One of the few remaining untouched corners of the world, Bhutan (འབྲུག་ཡུལ་) is a haven for naturalists, hikers, and adventurers. Encircled by the Himalayas, the spectacular scenery of the country lends itself to some of the best walking territories in the world.
The magical kingdom, best known for its traditional architecture that stands against dramatic mountainous backdrops, is also famed for its hiking, and with good reason. Located in the Himalayan foothills, abundant hiking routes take in stunning valleys, rolling hills, and jagged cliffs and peaks. To get the least-diluted, most pure form of Bhutan, dig out your hiking boots and head up rugged paths, soaking up not only the views but the various places of worship which cling to the cliff sides and hilltops. While there are tales, myths, and elaborate stories of how each monastery was created, the sheer feat of mankind to create these temples in a bygone era is enchanting in itself.
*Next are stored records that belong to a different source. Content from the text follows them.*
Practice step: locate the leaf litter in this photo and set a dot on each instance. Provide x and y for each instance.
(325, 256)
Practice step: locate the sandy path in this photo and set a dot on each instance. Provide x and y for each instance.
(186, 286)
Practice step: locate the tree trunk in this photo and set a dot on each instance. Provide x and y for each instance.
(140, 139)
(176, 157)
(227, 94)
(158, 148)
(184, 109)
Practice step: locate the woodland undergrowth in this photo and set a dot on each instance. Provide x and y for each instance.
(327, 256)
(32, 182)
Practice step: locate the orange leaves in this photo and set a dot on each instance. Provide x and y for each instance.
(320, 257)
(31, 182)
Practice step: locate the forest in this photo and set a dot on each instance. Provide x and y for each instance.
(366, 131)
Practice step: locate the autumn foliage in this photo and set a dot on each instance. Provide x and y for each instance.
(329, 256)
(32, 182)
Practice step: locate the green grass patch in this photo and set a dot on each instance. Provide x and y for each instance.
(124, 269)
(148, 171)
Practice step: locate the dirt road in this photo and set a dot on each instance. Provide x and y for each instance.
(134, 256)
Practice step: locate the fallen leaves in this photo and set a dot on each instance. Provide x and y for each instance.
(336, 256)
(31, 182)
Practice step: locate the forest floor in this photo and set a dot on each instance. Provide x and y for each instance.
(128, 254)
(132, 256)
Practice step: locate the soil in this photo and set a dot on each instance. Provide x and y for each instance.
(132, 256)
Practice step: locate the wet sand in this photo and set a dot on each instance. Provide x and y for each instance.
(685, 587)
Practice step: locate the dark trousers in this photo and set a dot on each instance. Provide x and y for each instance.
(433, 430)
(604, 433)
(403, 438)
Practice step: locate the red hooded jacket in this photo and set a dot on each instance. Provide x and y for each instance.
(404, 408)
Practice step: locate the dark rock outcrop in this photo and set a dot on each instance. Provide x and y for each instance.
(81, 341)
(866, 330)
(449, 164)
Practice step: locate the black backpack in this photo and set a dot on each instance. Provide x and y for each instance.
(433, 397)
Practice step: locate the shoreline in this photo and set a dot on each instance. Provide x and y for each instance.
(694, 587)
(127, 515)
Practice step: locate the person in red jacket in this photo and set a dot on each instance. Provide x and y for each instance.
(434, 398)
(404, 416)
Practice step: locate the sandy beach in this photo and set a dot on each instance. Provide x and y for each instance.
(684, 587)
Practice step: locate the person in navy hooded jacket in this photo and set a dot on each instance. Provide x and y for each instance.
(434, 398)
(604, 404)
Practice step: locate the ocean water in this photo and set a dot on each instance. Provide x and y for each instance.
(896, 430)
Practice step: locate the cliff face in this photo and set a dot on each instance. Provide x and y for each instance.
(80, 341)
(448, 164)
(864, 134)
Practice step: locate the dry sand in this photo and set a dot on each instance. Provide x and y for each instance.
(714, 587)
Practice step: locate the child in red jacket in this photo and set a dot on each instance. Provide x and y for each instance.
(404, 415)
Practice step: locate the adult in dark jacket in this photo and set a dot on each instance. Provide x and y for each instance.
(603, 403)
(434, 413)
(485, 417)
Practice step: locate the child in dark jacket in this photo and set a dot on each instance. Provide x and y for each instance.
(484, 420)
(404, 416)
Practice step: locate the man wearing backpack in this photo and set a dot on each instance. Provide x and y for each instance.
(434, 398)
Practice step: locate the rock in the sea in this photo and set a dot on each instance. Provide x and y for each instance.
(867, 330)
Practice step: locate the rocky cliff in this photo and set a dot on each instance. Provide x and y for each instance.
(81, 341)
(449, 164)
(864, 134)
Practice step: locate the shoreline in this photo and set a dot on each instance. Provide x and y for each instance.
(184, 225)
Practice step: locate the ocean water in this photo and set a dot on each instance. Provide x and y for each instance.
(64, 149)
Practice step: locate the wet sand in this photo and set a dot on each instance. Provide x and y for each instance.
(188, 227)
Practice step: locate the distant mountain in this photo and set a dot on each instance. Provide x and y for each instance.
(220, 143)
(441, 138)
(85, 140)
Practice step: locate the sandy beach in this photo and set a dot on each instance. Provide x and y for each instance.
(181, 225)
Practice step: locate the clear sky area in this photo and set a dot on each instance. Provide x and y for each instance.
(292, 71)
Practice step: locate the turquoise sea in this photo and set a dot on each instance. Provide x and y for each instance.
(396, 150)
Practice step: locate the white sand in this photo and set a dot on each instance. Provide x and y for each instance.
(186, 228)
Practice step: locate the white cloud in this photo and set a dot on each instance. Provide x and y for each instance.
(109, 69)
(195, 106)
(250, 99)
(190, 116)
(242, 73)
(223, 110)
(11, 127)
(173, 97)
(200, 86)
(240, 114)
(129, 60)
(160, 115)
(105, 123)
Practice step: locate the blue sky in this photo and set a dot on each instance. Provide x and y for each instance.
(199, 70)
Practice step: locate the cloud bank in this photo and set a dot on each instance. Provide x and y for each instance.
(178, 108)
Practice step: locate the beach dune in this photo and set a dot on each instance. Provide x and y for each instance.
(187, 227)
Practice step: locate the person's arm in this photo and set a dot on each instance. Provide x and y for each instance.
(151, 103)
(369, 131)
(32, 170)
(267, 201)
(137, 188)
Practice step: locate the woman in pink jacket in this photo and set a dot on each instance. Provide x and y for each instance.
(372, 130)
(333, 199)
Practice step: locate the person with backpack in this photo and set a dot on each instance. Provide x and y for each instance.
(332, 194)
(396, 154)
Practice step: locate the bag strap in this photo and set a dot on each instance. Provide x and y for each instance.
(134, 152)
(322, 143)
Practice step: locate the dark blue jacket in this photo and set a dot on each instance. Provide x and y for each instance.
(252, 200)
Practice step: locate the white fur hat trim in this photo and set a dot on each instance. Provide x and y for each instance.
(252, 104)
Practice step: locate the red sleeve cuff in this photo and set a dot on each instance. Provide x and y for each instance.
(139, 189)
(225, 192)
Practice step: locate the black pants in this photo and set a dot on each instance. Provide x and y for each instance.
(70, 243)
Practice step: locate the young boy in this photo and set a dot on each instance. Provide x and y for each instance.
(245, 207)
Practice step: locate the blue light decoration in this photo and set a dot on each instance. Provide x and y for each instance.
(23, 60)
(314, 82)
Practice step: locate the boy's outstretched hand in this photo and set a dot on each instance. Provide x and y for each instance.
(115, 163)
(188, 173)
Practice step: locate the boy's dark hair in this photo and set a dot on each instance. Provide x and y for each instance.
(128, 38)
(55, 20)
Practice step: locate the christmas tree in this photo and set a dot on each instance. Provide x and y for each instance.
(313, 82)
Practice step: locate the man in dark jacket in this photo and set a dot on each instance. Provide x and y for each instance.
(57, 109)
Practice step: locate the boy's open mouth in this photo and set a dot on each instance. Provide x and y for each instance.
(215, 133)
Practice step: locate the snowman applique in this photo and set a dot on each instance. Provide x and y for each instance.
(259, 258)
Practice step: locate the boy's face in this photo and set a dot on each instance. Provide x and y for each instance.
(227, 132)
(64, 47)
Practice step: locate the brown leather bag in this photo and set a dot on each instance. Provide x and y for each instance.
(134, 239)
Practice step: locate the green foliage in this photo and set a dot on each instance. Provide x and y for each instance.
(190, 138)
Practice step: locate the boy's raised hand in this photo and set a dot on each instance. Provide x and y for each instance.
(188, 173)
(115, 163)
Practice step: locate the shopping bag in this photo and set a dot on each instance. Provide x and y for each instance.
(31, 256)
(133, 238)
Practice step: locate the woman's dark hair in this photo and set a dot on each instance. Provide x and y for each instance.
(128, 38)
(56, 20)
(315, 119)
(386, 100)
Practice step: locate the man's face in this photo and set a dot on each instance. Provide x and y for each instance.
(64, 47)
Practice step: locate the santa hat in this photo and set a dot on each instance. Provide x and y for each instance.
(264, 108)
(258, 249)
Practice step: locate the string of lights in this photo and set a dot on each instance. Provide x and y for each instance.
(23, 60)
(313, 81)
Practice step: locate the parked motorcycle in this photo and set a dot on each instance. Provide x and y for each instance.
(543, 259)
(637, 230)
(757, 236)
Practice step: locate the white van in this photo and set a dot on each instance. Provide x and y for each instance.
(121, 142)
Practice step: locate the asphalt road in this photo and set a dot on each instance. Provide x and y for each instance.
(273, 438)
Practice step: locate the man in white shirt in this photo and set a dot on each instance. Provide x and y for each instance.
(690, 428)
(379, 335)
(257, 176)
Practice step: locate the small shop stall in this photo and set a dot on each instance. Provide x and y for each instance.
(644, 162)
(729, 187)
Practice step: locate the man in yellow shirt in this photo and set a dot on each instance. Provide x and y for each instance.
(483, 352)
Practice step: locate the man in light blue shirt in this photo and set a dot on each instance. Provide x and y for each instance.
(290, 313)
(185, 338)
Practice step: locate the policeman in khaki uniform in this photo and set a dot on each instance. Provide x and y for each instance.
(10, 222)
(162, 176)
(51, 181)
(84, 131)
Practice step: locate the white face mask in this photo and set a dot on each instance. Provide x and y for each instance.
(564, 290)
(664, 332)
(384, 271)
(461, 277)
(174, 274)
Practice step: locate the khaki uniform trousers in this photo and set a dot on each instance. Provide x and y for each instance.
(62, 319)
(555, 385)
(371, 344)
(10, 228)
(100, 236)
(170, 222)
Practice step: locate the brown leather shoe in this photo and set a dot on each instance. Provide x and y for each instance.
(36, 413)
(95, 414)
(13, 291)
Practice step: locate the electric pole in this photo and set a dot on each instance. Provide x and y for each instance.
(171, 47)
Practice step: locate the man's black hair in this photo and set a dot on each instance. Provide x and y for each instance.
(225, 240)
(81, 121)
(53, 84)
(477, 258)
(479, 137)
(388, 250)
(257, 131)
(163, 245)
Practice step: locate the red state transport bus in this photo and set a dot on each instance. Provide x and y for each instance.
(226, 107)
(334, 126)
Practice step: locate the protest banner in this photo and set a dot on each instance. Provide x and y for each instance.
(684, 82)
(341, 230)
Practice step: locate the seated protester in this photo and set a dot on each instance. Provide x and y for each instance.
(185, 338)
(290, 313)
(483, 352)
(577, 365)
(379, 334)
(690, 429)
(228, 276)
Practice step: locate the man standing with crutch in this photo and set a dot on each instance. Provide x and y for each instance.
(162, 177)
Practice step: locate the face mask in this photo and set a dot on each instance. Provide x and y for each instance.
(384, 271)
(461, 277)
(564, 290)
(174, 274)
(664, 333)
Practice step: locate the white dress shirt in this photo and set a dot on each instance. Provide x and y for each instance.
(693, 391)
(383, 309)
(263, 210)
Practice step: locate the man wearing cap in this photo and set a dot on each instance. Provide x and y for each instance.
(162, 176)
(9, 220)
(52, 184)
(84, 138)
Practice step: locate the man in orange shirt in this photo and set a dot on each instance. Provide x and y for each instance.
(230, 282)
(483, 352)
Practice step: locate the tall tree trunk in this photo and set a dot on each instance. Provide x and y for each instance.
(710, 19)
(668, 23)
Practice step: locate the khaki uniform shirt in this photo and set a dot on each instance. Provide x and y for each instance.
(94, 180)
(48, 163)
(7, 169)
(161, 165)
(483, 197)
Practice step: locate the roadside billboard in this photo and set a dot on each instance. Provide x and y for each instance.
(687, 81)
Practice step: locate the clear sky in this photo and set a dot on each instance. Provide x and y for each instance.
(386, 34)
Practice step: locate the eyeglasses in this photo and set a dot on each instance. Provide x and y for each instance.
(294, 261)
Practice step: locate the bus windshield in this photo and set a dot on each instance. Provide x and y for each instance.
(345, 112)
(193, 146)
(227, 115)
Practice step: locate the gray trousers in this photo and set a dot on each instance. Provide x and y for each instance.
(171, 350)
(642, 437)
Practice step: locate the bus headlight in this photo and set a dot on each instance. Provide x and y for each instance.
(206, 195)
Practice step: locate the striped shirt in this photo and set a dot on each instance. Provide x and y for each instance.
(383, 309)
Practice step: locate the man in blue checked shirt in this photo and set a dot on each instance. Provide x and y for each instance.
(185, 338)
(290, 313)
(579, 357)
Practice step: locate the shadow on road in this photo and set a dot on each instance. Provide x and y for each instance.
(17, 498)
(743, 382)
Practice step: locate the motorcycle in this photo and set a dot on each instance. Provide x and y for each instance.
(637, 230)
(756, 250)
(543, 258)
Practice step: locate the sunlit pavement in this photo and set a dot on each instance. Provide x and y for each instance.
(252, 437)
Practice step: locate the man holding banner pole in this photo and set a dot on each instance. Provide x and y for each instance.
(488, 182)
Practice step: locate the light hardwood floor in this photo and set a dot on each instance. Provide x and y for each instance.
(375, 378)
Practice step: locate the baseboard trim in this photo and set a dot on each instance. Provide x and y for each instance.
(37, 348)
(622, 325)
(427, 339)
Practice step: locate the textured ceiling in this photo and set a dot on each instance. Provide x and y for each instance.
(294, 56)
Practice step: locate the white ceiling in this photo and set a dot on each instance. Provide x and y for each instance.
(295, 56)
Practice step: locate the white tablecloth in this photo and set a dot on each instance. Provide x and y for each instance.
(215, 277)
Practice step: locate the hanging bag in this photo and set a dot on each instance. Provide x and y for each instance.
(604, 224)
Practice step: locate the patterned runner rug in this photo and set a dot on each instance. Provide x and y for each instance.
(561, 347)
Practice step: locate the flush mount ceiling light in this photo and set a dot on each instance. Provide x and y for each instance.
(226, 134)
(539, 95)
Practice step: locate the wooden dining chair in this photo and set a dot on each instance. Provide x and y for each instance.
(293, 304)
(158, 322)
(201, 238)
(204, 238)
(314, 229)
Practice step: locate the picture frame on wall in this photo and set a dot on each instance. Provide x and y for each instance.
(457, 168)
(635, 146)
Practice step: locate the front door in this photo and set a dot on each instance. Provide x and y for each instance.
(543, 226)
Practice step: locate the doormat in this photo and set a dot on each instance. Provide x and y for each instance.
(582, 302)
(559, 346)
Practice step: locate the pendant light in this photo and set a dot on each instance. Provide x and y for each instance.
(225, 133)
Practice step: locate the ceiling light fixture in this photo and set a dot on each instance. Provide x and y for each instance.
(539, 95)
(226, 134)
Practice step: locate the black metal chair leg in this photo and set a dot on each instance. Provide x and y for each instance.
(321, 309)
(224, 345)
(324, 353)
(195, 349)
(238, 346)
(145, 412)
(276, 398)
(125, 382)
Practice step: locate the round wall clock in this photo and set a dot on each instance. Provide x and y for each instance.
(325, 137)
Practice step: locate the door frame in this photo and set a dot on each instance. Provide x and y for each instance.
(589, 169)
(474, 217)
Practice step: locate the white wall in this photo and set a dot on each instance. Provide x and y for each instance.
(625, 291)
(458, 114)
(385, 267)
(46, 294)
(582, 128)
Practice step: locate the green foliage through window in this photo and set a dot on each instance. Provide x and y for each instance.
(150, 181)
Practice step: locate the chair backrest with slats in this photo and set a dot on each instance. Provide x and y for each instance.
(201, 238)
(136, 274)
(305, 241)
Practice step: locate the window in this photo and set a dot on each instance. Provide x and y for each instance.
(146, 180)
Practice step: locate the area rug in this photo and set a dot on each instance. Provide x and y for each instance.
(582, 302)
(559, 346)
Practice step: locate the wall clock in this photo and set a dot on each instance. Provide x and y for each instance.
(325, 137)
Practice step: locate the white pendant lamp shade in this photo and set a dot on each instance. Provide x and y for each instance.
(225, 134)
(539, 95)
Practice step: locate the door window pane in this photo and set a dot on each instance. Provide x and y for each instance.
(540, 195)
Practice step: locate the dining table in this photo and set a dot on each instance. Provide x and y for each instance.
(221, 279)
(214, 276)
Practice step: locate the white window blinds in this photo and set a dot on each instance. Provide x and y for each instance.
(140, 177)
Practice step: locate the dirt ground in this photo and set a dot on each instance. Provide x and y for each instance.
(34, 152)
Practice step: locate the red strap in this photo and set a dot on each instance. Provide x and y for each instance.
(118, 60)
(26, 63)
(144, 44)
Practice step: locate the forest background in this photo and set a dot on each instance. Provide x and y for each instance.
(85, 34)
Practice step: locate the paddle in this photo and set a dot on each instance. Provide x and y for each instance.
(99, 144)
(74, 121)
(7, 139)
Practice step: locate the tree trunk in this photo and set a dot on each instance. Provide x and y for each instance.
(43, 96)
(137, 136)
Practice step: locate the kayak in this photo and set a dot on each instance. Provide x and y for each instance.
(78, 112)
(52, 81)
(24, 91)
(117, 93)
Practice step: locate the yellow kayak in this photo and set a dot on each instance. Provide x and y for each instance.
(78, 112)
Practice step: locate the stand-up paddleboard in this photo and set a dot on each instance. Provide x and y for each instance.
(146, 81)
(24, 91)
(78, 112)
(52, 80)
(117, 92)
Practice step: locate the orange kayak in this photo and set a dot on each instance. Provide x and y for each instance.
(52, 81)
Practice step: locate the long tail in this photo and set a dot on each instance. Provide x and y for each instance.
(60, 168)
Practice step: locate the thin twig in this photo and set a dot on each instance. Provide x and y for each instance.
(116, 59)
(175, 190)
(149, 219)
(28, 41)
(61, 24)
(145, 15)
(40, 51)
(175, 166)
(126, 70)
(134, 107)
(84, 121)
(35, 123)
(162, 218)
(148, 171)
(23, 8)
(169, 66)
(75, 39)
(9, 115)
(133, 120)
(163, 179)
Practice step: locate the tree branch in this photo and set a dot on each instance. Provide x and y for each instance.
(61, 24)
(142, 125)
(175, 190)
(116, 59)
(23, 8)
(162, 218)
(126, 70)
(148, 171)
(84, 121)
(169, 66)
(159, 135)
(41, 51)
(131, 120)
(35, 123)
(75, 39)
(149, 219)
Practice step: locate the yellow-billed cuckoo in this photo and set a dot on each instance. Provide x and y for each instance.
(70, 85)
Of the gravity-defying temples, highlights include the famed Tiger’s Nest or Paro Taktsang, and less well-known Bumdra Temple, Cheri Monastery, and Khamsum Yulley Namgyal Chorten. For those with better fitness levels and up for an adventure, the Bumdra hike is a must. Though the trek isn’t easy, it isn’t overly challenging either and is manageable for anyone who does regular exercise. Stops en route not only provide panoramic views of mountain peaks and verdant valleys during the summer, but also an opportunity to enjoy a tasty meal among fluttering prayer flags. With all treks and walks, however arduous, something important to note is the altitude, which is not to be taken lightly. Though most people are fine, please keep your guide informed of any altitude sickness symptoms— for example nausea and headaches—and take it at your own pace. As the famous Bhutanese road signs state, ‘life is a journey for completing, take it slow’.
Bhutan is touted as a “land of happy coincidences,” so along your journey, you will likely come across an array of flora and fauna, whether it’s a herd of yaks, mountain goats, or even an elusive tiger or leopard (though don’t hold your breath for these), each sighting will enrich your adventure further. For the horticulturally-inclined, Bhutan is perfect for spotting rare and endemic flowers. With each season comes different plants, shrubs, and trees which your guide will identify along the way.
A fascinating fact about Bhutan is that it is one of the world’s only carbon-negative countries. On average, Bhutan produces one-and-a-half million tonnes of carbon annually, but sequesters (capturing and storing) six million tonnes of carbon—a fact that is showcased throughout the countryside in its thriving wildlife population. For instance, lichen evident on the trees only grows in very clean air and black neck cranes return to the Gangtey Valley year on year thanks to its lack of wires and telegraph poles. These visible signs reiterate the beauty and sustainable commitments that the people of this country take up to preserve this compelling corner of the world.